The substantial yield reductions reported in the paper described above catalyzed field research in China, funded by the Japanese government, to better characterize yield reductions in Asian crop cultivars resulting from present and projected elevated ozone concentrations.  As an adviser to this project I learned that recent field results are indicating that Asian cultivars are at least as sensitive as those grown in the US and Europe.

My group has expanded work on the adverse impacts of ozone on agricultural yields in East Asia to examine the impact of surface ozone on global crop yield reductions in year 2000 and 2030 including crop production losses, economic damage and implications for world hunger [Avnery et al., 2010a, 2010b].  Our results indicate that year 2000 O3-induced global yield reductions ranged from 9-14% for soybean, 4-15% for wheat, and 2 - 6% for maize, depending on the metric used. Global crop production losses totaled 80-120 million metric tons, worth $11-18 billion annually (USD2000).  We use optimistic and pessimistic scenarios of O3 precursor emissions in 2030 and calculate higher relative yield losses in 2030 under both scenarios with global losses of soybeans, wheat and corn ranging from 15-19%, 5-26% and 5-9% respectively.  Although we do not factor in the larger crop production necessary to feed a global population 1-2 billion people larger in 2030 than today, based on 2000 crop production and simulated 2030 O3 concentrations we estimate total 2030 global agricultural losses to be worth $17-35 billion USD2000.  Even under the most optimistic scenario of future ozone precursor emissions, O3 pollution poses a growing threat to global food security.  O3 mitigation thus appears to be a valuable means to increase food availability for a rapidly rising global population without the increase in environmental degradation that would result from bringing additional land under cultivation or increasing fertilizer or pesticide application. 

Publications

Avnery, S, DL Mauzerall, J Liu, LW Horowitz.  Global Crop Yield Reductions due to Surface Ozone Exposure: 1. Year 2000 Crop Production Losses, Economic Damage, and Implications for World Hunger, Atmospheric Environment, submitted 2010.

Avnery, S, DL Mauzerall, J Liu, LW Horowitz.  Global Crop Yield Reductions due to Surface Ozone Exposure: 2. Year 2030 Potential Crop Production Losses, Economic Damage, and Implications for World Hunger under Two Scenarios of O3 pollution, Atmospheric Environment, submitted 2010.

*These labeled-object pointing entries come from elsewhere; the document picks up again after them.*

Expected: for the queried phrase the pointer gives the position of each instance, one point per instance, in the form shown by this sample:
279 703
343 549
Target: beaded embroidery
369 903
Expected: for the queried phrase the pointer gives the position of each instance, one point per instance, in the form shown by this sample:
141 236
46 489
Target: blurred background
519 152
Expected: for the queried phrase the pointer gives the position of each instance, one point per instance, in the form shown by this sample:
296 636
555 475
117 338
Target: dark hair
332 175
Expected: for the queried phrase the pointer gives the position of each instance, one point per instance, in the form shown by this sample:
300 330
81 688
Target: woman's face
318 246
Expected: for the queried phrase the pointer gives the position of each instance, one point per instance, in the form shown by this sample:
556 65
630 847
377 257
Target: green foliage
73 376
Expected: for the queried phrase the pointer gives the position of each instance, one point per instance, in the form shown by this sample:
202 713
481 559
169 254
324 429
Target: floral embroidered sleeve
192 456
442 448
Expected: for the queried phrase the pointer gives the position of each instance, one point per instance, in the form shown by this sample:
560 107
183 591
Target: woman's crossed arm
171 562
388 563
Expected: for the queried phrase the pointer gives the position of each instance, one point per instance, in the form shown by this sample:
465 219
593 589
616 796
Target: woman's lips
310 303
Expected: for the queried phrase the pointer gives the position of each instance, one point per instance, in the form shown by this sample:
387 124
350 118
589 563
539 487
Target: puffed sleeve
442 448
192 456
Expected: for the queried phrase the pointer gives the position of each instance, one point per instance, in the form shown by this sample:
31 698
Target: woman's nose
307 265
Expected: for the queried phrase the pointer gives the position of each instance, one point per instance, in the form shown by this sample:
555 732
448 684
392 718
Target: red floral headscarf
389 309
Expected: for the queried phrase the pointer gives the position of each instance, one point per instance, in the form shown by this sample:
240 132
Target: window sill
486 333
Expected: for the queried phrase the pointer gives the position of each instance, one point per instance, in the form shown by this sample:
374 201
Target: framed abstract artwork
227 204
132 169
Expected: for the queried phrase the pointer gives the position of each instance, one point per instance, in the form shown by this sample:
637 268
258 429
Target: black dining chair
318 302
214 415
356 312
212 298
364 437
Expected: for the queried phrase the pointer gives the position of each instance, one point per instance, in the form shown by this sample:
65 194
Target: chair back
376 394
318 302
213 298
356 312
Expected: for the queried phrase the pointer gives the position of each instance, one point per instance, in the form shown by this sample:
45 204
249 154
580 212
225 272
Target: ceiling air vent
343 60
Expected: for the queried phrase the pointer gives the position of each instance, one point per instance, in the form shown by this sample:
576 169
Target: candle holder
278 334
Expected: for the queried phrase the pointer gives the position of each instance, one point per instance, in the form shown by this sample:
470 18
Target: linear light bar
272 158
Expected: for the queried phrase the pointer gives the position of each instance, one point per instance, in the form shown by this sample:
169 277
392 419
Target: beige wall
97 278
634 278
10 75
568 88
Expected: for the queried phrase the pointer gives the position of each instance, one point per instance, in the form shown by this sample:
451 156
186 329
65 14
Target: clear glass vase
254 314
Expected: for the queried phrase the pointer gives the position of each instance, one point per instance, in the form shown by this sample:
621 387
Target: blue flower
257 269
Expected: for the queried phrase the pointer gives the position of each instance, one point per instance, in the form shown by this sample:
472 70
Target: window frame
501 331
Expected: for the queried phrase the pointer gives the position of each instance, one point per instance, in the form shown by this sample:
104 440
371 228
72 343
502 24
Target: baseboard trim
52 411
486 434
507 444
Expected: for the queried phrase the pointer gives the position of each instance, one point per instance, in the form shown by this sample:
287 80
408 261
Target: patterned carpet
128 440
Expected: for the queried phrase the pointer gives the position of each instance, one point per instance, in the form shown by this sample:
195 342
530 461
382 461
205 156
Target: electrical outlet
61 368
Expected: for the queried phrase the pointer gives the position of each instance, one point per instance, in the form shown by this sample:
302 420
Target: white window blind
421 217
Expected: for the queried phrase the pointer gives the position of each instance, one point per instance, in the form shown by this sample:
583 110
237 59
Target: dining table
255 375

Mauzerall, D. L. and Wang, X., “Protecting Agricultural Crops from the Effects of Tropospheric Ozone Exposure: Reconciling Science and Standard Setting in the United States, Europe and Asia,” Annual Review of Energy and the Environment, 26, pp. 237-268, 2001.

Wang, X. and Mauzerall, D. L., “Characterizing Distributions of Surface Ozone and its Impact on Grain Production in China, Japan and South Korea: 1990 and 2020,” Atmospheric Environment, 38, pp. 4383-4402, 2004.